Então, ao mesmo tempo que a justiça responsabilizará o jovem pelo ato infracional, precisamos organizar um serviço de acompanhamento da medida. É preciso uma intervenção pedagógica para que se trabalhe a responsabilização e a reflexão. O menino ou menina precisa entender o contexto de direitos e deveres, precisa ter um acompanhamento específico para que refaça seu projeto de via, crie novas relações e perceba que é um sujeito de direitos e um agente transformador.
O trabalho é em rede. A justiça aplica a medida socioeducativa e encaminha o jovem para os equipamentos do município para trabalhar a prevenção.
O que as políticas sociais podem trazer de vantagem para o jovem em conflito com a lei?
Acreditamos que tem de haver primazia no atendimento das medidas em regime aberto. Isso reduz a possibilidade de reincidência e faz um trabalho preventivo. A convivência familiar e comunitária é primordial. Quando há a privação de liberdade, não há relacionamento com a comunidade e família.
O foco nas políticas sociais faz com que tanto o jovem quanto a família sejam atendidos dentro do SUAS. Isso significa que terão acesso a equipamentos como o Centro de Referência de Assistência Social (CRAS) e profissionais como psicólogos e assistentes sociais. Uma política somente não dá conta da situação, porque é algo muito complexo.
O governo federal tem uma parceria com os municípios para repassar verbas incentivando as medidas em meio aberto. Como esta este processo? Como ampliar o número de cidades que efetivamente assumem esta responsabilidade?

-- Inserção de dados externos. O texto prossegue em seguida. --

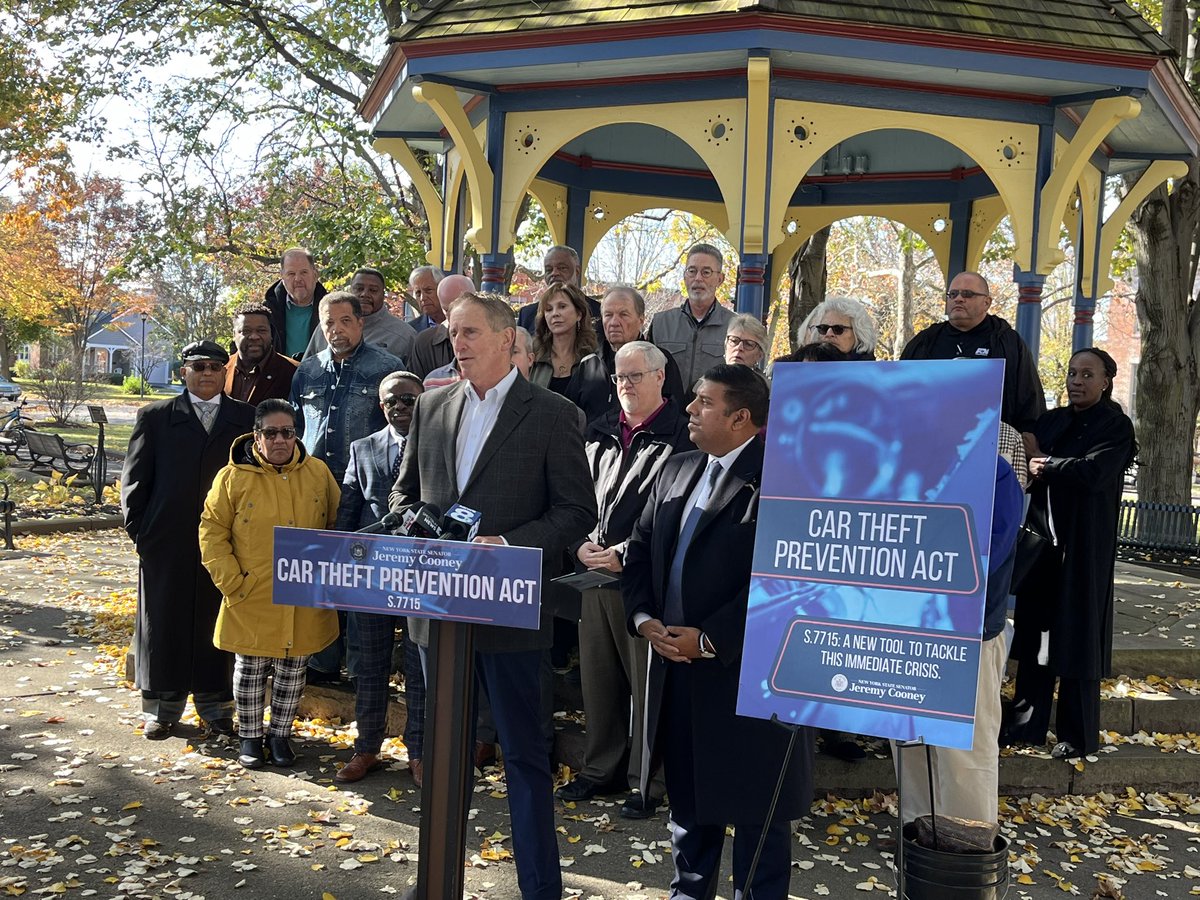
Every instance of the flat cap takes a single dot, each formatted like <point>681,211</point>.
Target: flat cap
<point>204,349</point>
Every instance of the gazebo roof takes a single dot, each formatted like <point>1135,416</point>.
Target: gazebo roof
<point>1108,25</point>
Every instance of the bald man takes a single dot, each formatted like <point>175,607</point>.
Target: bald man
<point>432,347</point>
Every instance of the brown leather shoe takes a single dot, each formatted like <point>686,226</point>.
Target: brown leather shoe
<point>358,768</point>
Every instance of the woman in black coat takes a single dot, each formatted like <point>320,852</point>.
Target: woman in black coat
<point>1065,609</point>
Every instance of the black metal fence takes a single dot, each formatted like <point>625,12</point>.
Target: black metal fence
<point>1159,527</point>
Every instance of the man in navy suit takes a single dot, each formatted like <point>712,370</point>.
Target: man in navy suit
<point>685,586</point>
<point>370,475</point>
<point>514,453</point>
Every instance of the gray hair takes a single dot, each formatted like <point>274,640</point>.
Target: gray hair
<point>654,358</point>
<point>867,335</point>
<point>438,275</point>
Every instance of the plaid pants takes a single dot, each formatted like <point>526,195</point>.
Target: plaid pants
<point>250,691</point>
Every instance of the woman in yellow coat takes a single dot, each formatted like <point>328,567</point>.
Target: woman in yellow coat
<point>270,480</point>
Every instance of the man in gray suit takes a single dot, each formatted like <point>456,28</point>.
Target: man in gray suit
<point>370,475</point>
<point>514,453</point>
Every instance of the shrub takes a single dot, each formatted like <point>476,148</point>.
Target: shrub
<point>133,384</point>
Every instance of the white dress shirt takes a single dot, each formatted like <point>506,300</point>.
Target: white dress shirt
<point>478,420</point>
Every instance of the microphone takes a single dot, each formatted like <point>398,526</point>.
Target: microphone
<point>384,526</point>
<point>426,521</point>
<point>460,523</point>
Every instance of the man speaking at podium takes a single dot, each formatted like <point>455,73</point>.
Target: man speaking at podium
<point>514,453</point>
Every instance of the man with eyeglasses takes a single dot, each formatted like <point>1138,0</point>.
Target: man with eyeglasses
<point>970,331</point>
<point>623,319</point>
<point>694,331</point>
<point>625,449</point>
<point>370,477</point>
<point>175,450</point>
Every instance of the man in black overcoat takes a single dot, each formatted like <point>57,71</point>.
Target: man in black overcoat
<point>685,586</point>
<point>177,449</point>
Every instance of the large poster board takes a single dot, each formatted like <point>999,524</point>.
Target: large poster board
<point>867,600</point>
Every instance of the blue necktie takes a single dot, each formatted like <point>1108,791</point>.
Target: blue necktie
<point>672,607</point>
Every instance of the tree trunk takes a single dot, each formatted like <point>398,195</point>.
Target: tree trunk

Hoje o governo federal tem parceria com 384 municípios. A inovação é que a transferência do recurso é feita de modo automática e regular. Não é um como um convênio ou recursos pontuais, que podem ser cessados. O repasse também não é per capta e sim por capacidade de atendimento. Isso muda a lógica.
Inicialmente foram selecionados municípios com mais de 50 mil habitantes. Mas já pensamos em rever este dado porque cidades menores também têm necessidades semelhantes. O valor repassado é divido em duas categorias. A primeira é em relação ao montante dos CRAS. Para se ter uma ideia, ao Paraná é destinado R$ 331 mil todo mês e ao Rio Grande do Sul R$ 341 mil. Em relação às medidas em meio aberto, os paranaenses recebem R$ 174 mil mensais. As parcerias e os valores repassados estão no início. A ideia do co-financiamento ainda é recente, começou em 2008 e continuamos a discutir.
Quanto à rede do SUAS, quase 100% dos municípios brasileiros já aderiram ao sistema. Precisamos aprender a compartilhar as responsabilidades para qualificar o atendimento.
O Brasil tem um dos maiores índices de morte de jovens do mundo. Como as políticas sociais podem mudar esta realidade?
É uma mudança de paradigma. O Estado passa a considerar a criança e o adolescente como sujeito de direitos, não mais alguém à mercê dos adultos. A assistência social trabalha políticas básicas como acesso à saúde e educação e passa a mudar o cenário brasileiro.